In the initialization step, the information filter sets value of ${\widehat{y}}_{0|0}$ and $P_{0|0}^{-1}$ to zero. With this, information filter will accept all of the measurement inputs that arrive later, at time $k$ = 1. Then, the filter will use all of that inputs to propagate and update its components. Thus, compared with Kalman filter that needs covariance in a big number during initialization, the information filter actually has relatively light setup.

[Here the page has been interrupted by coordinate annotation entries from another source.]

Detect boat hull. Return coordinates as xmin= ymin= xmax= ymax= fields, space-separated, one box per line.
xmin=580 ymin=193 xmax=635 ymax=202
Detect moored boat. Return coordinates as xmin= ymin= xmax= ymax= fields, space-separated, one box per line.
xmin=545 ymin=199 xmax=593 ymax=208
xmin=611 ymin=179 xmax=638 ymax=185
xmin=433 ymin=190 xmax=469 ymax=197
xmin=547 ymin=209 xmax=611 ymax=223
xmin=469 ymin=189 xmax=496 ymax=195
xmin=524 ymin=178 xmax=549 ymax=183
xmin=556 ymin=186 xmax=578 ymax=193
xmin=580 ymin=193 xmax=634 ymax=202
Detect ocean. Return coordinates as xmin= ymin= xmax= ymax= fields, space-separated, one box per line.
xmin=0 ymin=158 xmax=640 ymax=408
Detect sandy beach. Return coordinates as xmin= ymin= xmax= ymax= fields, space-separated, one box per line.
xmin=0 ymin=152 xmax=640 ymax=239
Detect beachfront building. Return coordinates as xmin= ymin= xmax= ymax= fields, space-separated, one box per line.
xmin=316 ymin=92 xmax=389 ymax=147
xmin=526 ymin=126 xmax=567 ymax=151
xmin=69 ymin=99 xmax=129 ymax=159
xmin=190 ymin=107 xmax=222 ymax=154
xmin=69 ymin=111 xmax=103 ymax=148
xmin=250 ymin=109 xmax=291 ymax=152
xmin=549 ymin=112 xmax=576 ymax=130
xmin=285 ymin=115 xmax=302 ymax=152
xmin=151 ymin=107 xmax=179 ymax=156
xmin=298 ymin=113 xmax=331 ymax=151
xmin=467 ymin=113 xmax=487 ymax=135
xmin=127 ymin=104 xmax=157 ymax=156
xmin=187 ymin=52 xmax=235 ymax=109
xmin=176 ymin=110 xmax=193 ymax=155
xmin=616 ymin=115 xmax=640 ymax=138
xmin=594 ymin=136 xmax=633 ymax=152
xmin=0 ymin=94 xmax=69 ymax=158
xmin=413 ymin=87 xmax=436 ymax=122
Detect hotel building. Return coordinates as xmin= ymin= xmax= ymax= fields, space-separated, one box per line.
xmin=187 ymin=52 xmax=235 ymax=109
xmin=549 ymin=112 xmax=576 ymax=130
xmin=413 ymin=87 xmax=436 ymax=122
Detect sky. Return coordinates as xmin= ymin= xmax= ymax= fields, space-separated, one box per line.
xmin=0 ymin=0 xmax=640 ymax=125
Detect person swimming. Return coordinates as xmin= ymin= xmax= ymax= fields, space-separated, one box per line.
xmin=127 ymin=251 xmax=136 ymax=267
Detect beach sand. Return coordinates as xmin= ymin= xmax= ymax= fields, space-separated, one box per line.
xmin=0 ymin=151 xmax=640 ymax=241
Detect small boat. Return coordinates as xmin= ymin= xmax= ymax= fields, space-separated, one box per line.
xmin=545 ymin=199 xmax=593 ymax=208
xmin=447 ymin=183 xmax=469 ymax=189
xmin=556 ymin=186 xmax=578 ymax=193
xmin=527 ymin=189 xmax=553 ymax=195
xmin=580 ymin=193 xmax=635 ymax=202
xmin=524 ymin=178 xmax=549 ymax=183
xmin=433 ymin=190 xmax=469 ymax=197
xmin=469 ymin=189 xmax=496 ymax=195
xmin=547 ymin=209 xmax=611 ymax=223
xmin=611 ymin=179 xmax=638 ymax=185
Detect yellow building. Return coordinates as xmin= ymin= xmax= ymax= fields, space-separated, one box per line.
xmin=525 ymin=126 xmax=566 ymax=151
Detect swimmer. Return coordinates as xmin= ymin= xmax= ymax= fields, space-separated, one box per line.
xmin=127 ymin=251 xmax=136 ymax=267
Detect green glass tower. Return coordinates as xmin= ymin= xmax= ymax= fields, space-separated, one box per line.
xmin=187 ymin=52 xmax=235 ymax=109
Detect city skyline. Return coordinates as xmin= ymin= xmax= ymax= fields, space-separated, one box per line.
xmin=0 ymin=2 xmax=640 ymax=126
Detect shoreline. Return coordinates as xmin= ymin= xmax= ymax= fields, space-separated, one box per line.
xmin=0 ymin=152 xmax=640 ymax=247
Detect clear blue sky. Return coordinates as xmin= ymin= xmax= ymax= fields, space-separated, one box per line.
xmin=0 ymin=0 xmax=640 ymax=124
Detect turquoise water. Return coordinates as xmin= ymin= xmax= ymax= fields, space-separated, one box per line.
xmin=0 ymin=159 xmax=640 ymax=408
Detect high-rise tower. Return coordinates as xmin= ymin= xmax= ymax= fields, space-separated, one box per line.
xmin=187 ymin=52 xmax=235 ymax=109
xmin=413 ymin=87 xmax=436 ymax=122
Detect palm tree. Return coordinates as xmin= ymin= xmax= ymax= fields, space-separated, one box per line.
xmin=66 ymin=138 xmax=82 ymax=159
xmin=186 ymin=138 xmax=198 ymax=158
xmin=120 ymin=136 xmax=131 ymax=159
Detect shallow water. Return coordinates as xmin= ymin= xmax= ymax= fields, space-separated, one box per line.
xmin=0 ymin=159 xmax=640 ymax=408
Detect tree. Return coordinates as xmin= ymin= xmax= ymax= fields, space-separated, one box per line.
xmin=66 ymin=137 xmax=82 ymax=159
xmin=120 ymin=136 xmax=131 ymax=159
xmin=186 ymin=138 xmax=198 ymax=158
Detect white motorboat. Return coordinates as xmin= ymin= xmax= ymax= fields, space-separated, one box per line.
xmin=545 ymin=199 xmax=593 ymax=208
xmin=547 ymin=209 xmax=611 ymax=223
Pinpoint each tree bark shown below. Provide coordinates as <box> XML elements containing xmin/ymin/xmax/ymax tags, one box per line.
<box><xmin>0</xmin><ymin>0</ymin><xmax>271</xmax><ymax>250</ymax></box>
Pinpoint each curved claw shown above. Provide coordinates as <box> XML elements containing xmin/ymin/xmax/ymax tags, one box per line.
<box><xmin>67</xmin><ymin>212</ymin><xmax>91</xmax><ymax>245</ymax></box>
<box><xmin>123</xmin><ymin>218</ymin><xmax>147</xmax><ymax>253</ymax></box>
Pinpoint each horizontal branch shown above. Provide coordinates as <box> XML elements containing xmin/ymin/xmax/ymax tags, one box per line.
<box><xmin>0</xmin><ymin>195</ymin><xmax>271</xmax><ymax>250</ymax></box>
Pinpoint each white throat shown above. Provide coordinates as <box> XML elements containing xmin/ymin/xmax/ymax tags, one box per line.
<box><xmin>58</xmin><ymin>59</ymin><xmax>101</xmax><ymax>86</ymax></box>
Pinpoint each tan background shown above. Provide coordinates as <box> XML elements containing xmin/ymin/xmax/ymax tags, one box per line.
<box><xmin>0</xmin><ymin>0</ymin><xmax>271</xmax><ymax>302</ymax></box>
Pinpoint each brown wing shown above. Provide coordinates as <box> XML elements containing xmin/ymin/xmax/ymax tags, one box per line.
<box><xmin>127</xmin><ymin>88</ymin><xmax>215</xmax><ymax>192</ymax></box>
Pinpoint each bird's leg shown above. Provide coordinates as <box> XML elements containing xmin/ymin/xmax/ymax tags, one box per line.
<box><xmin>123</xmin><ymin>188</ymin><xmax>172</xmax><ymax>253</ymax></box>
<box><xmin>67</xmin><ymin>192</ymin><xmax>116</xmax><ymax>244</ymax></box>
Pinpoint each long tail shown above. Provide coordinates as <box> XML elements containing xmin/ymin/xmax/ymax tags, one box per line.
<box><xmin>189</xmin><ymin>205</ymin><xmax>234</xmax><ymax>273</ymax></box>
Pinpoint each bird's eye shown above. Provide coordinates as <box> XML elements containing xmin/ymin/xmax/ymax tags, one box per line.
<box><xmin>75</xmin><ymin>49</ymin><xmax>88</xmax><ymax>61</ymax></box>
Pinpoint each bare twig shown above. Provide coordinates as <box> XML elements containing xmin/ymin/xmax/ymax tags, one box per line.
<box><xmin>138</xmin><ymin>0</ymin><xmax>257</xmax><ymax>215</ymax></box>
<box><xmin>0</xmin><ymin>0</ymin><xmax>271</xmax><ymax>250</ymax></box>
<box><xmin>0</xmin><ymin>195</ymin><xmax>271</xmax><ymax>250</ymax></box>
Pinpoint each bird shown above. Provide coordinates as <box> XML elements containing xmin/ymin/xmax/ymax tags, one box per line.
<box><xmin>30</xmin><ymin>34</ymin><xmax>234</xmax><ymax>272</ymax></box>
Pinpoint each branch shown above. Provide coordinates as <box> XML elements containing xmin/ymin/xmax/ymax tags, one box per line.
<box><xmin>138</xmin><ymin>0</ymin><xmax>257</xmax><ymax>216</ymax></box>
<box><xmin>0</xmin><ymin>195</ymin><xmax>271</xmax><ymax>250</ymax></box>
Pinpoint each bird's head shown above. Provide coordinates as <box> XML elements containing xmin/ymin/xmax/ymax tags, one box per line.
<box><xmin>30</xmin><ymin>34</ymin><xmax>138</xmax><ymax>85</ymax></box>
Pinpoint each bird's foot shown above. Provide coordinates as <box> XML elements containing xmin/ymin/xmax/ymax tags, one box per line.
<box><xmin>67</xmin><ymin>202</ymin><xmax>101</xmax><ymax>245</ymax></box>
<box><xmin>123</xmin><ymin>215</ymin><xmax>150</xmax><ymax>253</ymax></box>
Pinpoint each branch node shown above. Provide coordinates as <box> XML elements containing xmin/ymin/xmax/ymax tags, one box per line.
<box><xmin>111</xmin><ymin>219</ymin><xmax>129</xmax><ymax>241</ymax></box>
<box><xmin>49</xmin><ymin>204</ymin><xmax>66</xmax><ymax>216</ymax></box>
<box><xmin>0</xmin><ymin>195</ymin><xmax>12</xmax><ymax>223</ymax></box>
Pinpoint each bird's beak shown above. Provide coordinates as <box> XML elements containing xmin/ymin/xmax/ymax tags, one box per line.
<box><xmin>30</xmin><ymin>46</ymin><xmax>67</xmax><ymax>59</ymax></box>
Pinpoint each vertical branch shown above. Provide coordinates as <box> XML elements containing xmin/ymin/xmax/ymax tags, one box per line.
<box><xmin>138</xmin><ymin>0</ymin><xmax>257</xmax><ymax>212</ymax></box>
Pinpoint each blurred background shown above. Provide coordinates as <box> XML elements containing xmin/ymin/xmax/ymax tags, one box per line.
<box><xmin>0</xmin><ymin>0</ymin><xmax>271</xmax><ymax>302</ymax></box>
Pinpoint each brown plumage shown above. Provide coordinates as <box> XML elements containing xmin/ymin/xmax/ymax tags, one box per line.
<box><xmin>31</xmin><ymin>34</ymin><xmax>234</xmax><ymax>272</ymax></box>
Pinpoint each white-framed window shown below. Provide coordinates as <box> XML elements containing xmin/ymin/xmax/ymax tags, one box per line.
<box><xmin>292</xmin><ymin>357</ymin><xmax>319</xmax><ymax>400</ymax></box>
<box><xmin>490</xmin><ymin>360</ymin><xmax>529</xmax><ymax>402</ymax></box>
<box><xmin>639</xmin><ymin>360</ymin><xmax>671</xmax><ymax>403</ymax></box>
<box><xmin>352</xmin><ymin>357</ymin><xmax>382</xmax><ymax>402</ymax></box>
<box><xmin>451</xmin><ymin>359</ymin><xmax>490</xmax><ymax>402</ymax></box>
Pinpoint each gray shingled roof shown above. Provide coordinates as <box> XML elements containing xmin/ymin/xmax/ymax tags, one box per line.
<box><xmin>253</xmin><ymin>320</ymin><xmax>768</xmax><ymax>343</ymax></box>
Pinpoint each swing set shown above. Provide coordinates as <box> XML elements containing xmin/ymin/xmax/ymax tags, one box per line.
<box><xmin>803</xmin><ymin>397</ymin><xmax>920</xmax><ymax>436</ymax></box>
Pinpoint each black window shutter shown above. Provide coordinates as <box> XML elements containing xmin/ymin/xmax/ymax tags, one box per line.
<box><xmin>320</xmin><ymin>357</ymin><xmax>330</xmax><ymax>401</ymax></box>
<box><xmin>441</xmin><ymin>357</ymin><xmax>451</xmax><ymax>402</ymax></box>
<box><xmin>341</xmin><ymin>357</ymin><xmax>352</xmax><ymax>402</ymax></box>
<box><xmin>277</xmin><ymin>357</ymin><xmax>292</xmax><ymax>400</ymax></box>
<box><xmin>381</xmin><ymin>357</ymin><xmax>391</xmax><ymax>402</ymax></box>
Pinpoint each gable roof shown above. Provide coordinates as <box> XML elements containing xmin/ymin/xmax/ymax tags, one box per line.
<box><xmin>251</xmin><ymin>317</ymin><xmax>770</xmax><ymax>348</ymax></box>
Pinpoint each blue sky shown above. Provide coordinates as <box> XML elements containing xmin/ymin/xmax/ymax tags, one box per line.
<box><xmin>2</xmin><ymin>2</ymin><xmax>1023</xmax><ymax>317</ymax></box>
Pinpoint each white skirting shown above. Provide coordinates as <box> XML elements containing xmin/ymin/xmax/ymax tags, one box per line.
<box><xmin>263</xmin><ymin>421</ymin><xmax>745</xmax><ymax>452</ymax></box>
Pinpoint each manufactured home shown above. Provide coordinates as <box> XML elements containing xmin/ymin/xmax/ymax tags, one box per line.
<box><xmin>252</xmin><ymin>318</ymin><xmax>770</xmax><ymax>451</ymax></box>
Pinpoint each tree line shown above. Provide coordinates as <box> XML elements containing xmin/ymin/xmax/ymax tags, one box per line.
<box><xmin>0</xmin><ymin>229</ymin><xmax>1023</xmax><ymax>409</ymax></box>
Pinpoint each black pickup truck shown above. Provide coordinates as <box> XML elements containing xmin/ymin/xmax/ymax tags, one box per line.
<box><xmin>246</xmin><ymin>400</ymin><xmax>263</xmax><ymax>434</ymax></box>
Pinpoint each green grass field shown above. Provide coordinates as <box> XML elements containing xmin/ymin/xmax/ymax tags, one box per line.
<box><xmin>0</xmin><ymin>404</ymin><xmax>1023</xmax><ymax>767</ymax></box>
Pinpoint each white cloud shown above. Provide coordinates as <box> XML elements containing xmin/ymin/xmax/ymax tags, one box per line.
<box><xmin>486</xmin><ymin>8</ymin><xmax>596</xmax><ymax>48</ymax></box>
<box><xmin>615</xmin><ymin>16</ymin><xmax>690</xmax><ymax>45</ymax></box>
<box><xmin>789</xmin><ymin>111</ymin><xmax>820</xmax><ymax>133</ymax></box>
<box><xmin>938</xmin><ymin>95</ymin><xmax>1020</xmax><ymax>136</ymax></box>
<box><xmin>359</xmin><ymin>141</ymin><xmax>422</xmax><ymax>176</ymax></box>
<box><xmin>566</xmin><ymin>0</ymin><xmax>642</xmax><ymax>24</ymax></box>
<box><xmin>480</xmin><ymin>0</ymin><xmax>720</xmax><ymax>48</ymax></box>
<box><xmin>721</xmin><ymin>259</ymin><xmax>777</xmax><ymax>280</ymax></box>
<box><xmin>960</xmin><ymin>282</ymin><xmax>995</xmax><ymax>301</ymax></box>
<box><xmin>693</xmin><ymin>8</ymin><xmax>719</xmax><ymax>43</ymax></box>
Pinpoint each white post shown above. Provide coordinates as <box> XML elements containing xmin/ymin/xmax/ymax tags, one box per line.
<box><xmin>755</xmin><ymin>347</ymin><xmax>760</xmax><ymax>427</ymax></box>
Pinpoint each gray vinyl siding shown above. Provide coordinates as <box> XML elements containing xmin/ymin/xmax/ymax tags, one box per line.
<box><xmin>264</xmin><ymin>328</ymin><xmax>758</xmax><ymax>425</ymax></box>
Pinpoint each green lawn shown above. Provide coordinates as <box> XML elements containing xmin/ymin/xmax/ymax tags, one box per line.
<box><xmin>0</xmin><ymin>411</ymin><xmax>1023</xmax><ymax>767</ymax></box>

$${\widehat{y}}_{k|k-1}={\left(I+AQ\right)}^{-1}{F}^{-T}{\widehat{y}}_{k-1|k-1}$$

(3)

$$P_{k|k-1}^{-1}={\left(I+AQ\right)}^{-1}A$$

(4)

where:

$$I=I_2$$

(5)

$$A=F^{-T}{P}_{k-1|k-1}^{-1}{F}^{-1}$$

(6)

$$Q=qdef\left[\begin{array}{cc}\frac{T_{k|k-1}^4}{3}& \frac{T_{k|k-1}^3}{2}\\ \frac{T_{k|k-1}^3}{2}& T_{k|k-1}^2\end{array}\right]$$

(7)

$$qdef=0.375$$

(8)

Equations (3) and (4) describe propagation of the information filter. In here, $I$ is an identity matrix 2 × 2 and Q is calculated based on Equation (7) with $qdef$ equals to 0.375. In Equations (3) and (4), matrix Q is used to introduce uncertainties of sampling time fluctuation and discretization error to the motion function in Equation (2). In Equation (7), variable $T_{k|k-1}$ corresponds to sampling time fluctuation and $qdef$ is related to discretization error. In here, variable $qdef$ is derived based on differences of PPG signal data based on ADC reading and smoothed line approximation in every sampling time equal to 1. Then based on average of the differences, optimum value of $qdef$ can be estimated, i.e., equals to 0.375. Variable ${\widehat{y}}_{k|k-1}$ is an inverse of mean that is propagated from time $k-1$ to time $k$. The ${\widehat{y}}_{k|k-1}$ is directly proportional with inverse of transpose of variable $F$, i.e., $F^{-T}$. Likewise, $P_{k-1|k-1}^{-1}$ is the propagation result of the inverse covariance.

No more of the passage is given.